The Ubuntu distribution simplifies Linux by providing a sensible collection of applications, an easy-to-use package manager, and lots of fine-tuning, which make it possibly the best Linux for desktops and laptops. Readers of both Linux Journal and TUX Magazine confirmed this by voting Ubuntu as the best Linux distribution in each publication’s 2005 Readers Choice Awards. None of that simplification, however, makes Ubuntu any less fun if you’re a hacker or a power user.
Like all books in the Hacks series, Ubuntu Hacks includes 100 quick tips and tricks for all users of all technical levels. Beginners will appreciate the installation advice and tips on getting the most out of the free applications packaged with Ubuntu, while intermediate and advanced readers will learn the ins-and-outs of power management, wireless roaming, 3D video acceleration, server configuration, and much more.
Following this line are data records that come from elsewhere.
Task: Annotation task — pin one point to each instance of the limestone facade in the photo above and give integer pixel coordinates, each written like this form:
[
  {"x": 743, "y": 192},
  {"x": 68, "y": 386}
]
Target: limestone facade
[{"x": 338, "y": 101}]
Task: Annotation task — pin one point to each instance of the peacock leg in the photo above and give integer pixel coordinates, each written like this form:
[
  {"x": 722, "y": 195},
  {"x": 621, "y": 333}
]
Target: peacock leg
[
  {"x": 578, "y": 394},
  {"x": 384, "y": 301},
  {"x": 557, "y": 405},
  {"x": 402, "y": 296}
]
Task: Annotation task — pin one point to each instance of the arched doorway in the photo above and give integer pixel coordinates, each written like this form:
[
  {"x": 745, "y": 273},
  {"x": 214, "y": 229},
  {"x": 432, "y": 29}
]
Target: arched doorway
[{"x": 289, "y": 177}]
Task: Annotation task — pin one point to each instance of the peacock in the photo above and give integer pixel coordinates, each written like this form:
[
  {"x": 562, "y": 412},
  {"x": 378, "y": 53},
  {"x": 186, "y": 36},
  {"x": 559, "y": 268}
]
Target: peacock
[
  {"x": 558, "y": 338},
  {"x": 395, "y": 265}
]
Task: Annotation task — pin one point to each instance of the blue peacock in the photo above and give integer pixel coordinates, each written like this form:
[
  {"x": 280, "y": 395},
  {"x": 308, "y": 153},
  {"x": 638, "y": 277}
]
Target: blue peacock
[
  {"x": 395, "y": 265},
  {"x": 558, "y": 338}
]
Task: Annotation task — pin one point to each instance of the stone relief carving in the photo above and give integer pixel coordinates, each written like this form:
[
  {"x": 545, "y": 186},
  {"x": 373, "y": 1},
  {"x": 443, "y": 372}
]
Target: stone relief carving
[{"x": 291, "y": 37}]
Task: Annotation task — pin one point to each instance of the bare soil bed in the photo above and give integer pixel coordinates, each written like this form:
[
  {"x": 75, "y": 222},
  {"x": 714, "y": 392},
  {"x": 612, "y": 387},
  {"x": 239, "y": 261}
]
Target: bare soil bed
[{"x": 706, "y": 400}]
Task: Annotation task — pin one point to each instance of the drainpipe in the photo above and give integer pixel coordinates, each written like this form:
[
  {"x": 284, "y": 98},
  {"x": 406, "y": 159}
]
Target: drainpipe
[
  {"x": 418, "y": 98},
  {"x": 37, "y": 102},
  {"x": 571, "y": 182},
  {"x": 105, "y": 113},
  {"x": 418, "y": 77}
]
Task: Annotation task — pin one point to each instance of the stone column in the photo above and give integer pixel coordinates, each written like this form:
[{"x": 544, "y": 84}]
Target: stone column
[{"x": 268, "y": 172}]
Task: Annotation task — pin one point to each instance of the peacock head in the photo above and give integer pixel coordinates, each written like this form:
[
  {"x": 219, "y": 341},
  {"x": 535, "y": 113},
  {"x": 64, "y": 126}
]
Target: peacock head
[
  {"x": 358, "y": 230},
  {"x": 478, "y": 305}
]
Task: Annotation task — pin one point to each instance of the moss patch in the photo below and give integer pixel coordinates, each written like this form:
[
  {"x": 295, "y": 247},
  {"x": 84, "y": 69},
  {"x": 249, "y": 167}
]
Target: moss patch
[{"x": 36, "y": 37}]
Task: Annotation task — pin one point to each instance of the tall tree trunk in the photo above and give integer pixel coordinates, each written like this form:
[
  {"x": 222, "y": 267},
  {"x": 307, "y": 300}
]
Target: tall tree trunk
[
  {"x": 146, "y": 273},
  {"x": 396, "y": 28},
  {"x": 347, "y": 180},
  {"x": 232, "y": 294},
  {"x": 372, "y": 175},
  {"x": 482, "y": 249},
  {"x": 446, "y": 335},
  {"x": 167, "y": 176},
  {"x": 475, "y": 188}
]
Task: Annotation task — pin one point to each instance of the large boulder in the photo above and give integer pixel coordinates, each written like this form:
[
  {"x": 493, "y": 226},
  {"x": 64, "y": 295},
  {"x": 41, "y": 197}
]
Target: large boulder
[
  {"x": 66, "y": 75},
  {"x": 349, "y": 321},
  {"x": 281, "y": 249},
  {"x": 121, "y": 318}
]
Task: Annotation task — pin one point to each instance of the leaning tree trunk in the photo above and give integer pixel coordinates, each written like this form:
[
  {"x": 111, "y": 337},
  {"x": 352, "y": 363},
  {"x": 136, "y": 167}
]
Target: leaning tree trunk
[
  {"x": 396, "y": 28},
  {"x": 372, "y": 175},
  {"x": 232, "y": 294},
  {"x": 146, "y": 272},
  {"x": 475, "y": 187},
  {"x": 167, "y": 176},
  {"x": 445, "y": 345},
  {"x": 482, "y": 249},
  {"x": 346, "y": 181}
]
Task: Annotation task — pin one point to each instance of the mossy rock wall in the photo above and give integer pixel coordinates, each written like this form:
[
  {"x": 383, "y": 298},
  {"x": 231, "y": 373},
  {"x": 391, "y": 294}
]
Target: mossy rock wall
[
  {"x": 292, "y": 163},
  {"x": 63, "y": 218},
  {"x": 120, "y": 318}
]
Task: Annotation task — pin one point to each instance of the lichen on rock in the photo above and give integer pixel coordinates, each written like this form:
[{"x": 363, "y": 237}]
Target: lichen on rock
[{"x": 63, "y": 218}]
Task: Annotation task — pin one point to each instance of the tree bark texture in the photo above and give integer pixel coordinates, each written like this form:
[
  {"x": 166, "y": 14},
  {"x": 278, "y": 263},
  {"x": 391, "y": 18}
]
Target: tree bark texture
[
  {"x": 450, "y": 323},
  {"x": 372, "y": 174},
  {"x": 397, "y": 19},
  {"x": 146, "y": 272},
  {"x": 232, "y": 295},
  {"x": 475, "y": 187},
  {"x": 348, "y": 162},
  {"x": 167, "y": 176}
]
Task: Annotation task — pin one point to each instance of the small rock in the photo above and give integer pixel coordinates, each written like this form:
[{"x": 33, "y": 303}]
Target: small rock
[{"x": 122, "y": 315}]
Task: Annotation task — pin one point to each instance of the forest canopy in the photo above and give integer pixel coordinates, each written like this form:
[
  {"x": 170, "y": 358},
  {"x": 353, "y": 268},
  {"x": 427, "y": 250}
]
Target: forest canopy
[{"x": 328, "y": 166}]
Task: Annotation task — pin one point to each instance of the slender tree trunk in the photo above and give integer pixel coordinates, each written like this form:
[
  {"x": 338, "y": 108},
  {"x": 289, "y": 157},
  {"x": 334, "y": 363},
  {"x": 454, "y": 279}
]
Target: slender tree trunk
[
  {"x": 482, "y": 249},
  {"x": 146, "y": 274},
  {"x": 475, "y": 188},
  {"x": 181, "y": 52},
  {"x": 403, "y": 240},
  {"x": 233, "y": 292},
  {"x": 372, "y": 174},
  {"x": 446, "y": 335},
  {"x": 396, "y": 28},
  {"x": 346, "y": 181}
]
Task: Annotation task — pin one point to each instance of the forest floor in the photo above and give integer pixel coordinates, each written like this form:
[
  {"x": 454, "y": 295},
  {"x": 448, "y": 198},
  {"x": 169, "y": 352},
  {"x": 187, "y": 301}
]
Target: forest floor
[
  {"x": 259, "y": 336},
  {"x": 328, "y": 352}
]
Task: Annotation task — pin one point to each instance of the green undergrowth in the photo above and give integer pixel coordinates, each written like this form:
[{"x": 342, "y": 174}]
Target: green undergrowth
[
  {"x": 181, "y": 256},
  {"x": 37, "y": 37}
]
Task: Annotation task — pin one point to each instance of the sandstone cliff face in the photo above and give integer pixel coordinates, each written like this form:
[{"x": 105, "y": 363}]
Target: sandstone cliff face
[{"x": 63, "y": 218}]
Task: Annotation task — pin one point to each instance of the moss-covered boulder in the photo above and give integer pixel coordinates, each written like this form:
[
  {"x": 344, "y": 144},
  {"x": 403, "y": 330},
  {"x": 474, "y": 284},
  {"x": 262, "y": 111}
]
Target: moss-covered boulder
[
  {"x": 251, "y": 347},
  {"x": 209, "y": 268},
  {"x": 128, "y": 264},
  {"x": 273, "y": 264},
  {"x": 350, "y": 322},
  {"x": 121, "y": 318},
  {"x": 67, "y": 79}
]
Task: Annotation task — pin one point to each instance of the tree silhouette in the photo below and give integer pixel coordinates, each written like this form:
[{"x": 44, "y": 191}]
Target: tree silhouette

I contributed 10 of the 100 hacks in this book, including information on the following topics:
- Encrypt Your Email and Important Files
- Surf the Web Anonymously
- Keep Windows Malware off Your System
- Mount Removable Devices with Persistent Names
- Mount Remote Directories Securely and Easily
- Make Videos of Your Tech-Support Questions
I’ve been using K/Ubuntu for over a year (heck, it’s only two years old!), and it’s the best distro I’ve ever used. I was really excited to contribute my 10 hacks to Ubuntu Hacks, as this is defintely a book any advanced Linux user would love.